Hybrid Retrieval

BM25+dense hybrid with RRF (k=60) is the production standard — BM25 catches exact-match keywords dense misses; dense catches semantic matches BM25 misses; Qdrant and Weaviate have native hybrid support.

Combining sparse (BM25) and dense (vector) retrieval. Neither alone is best. Hybrid consistently outperforms either approach across benchmarks. The standard recipe: BM25 + dense embedding search, merged with Reciprocal Rank Fusion (RRF).


Why Neither Alone is Sufficient

BM25 (sparse):

  • Excellent at exact keyword matches: product names, error codes, proper nouns, version numbers
  • Fails on synonyms and paraphrase: "car" vs "automobile", "How do I fix X" vs "X troubleshooting"
  • No semantic understanding

Dense (vector):

  • Excellent at semantic similarity and paraphrase
  • Weak on exact matches: TypeError: 'NoneType' object is not subscriptable retrieves poorly if the exact string isn't in training
  • All common terms treated similarly (no TF-IDF weighting)

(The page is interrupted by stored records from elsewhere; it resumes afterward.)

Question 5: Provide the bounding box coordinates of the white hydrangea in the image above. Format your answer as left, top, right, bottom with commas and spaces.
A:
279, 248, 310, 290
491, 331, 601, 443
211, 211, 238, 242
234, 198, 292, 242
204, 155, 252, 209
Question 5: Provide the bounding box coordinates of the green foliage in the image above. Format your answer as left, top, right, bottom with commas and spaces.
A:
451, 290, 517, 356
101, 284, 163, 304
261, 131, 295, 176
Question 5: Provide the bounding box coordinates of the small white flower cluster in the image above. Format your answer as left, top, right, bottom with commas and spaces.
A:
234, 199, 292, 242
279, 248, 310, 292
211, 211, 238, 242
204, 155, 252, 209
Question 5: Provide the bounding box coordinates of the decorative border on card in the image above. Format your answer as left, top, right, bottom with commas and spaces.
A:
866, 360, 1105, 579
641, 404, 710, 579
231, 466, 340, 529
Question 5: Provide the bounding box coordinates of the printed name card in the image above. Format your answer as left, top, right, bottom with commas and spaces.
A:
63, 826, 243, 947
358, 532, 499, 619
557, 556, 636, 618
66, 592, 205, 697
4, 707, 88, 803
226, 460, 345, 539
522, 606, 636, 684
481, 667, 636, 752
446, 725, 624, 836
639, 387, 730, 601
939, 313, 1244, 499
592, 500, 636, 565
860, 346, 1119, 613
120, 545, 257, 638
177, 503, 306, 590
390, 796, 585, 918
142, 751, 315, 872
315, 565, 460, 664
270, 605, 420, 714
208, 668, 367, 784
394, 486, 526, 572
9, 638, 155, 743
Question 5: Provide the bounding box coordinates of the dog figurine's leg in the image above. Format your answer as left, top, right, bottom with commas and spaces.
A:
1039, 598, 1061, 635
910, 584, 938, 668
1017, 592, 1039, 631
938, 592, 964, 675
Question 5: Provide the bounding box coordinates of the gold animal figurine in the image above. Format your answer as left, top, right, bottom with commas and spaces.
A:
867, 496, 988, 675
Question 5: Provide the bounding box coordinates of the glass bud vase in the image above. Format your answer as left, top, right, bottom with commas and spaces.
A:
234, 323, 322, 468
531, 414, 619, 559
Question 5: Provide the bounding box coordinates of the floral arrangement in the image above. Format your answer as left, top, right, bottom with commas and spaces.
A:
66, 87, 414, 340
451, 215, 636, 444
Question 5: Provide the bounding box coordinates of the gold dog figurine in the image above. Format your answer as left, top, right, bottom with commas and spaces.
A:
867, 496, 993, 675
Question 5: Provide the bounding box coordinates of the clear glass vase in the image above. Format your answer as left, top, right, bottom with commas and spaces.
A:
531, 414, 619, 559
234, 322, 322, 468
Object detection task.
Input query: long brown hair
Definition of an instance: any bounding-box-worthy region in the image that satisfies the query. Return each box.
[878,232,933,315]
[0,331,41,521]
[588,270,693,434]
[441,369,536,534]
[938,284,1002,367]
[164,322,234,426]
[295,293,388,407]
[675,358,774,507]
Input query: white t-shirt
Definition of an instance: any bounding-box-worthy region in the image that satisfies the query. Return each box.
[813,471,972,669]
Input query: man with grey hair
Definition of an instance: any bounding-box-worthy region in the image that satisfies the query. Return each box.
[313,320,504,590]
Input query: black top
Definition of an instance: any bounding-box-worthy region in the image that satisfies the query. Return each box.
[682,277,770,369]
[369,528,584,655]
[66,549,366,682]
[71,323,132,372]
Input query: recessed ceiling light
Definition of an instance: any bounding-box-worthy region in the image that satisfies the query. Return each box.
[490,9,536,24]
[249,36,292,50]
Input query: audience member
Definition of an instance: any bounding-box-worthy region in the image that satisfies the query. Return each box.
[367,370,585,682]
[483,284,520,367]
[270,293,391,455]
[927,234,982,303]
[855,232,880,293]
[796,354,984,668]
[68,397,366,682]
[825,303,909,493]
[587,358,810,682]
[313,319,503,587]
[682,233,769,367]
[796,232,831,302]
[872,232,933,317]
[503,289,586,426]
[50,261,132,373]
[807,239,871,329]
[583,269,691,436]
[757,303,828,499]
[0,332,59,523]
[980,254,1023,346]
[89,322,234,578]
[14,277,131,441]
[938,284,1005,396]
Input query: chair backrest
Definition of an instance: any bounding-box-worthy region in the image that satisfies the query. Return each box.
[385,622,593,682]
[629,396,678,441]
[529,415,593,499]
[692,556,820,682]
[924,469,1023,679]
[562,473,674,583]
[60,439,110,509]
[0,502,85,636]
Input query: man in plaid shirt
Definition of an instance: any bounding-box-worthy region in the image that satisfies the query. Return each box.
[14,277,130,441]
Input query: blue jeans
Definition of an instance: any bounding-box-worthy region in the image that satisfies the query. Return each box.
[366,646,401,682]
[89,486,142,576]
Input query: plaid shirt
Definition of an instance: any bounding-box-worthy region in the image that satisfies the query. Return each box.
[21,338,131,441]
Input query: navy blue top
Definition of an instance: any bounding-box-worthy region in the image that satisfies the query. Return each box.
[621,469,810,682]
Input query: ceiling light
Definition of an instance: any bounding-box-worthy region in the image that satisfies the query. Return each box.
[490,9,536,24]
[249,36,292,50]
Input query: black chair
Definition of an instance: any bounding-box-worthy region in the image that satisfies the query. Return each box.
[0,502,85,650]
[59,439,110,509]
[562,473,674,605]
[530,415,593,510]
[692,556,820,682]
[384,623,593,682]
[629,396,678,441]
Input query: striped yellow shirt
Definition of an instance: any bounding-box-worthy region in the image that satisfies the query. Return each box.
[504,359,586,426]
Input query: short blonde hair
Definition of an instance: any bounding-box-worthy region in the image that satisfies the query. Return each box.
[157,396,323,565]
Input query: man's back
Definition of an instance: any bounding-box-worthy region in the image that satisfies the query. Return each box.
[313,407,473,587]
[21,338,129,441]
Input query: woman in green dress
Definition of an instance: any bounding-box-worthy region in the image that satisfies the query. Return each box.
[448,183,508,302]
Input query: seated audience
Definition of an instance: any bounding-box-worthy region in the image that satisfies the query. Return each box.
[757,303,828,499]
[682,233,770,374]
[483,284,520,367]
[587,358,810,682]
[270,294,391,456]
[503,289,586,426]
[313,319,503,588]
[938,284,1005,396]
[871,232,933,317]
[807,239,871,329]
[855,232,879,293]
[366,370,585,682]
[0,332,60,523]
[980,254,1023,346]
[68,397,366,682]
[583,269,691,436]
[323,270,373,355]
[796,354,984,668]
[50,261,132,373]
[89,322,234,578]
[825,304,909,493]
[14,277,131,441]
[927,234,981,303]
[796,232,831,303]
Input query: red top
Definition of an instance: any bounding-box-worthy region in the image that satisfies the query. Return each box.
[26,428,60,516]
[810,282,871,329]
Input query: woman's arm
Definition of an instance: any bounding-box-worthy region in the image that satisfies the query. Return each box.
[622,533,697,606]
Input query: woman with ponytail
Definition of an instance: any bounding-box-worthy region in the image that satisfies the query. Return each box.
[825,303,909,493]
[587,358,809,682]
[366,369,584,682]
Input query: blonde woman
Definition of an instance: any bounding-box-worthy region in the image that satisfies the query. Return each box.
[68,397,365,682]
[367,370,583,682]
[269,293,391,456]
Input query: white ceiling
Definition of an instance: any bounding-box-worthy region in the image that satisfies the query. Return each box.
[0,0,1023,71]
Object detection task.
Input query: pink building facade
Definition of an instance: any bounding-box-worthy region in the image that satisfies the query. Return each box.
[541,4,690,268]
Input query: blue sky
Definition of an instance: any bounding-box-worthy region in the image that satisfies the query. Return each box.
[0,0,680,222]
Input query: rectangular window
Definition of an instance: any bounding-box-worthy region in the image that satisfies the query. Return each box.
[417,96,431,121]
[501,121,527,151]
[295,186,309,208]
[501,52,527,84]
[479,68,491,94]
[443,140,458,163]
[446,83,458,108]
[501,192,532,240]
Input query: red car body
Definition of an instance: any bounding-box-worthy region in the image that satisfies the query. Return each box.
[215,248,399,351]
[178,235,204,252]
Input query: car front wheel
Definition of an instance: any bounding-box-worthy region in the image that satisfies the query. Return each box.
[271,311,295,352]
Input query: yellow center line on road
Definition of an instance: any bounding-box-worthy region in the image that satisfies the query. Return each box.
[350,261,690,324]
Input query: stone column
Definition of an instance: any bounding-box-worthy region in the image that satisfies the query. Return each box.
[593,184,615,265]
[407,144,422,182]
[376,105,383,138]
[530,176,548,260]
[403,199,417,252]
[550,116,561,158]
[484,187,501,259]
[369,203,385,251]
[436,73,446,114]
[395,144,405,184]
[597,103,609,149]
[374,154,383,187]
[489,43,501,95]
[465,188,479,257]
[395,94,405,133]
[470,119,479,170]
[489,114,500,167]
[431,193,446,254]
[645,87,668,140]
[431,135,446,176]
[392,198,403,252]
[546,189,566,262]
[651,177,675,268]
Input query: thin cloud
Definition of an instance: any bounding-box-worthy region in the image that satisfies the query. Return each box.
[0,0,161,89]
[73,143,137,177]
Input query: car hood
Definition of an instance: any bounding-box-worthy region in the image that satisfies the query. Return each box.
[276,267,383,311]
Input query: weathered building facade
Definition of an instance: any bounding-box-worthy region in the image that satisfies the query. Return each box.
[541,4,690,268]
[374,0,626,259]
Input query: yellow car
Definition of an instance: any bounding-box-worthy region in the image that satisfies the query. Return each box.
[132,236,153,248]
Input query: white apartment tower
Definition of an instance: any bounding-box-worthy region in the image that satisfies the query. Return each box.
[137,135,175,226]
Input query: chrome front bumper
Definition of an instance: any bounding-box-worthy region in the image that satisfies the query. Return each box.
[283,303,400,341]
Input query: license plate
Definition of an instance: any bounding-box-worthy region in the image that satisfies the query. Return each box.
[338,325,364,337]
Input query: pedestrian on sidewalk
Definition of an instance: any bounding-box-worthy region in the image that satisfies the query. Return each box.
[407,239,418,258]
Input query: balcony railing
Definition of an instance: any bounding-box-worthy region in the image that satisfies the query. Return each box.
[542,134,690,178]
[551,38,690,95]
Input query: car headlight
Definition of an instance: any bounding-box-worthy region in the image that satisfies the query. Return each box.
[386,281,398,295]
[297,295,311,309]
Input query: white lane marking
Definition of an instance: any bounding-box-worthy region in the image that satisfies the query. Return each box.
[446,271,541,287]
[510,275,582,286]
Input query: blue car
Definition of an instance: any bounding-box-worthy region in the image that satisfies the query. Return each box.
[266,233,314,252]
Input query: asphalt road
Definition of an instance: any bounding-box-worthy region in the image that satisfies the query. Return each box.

Hybrid: BM25 catches the keyword matches dense misses; dense catches the semantic matches BM25 misses.


BM25 Explained

BM25 scores documents by term frequency (TF), inverse document frequency (IDF), and document length normalisation:

score(D, Q) = Σ IDF(qi) × (f(qi,D) × (k1+1)) / (f(qi,D) + k1 × (1-b+b×|D|/avgdl))
  • f(qi, D) — frequency of query term qi in document D
  • |D| — document length; avgdl — average document length
  • k1 ∈ [1.2, 2.0] — term saturation parameter
  • b ∈ [0, 1] — length normalisation (0.75 typical)

You never need to tune these; the defaults work.


Reciprocal Rank Fusion (RRF)

RRF merges ranked lists without needing to normalise scores across systems (BM25 scores and cosine similarities are on different scales).

RRF(d) = Σ 1 / (k + rank_i(d))

k = 60 is the standard constant. For each document, sum its reciprocal ranks across all retrieval systems.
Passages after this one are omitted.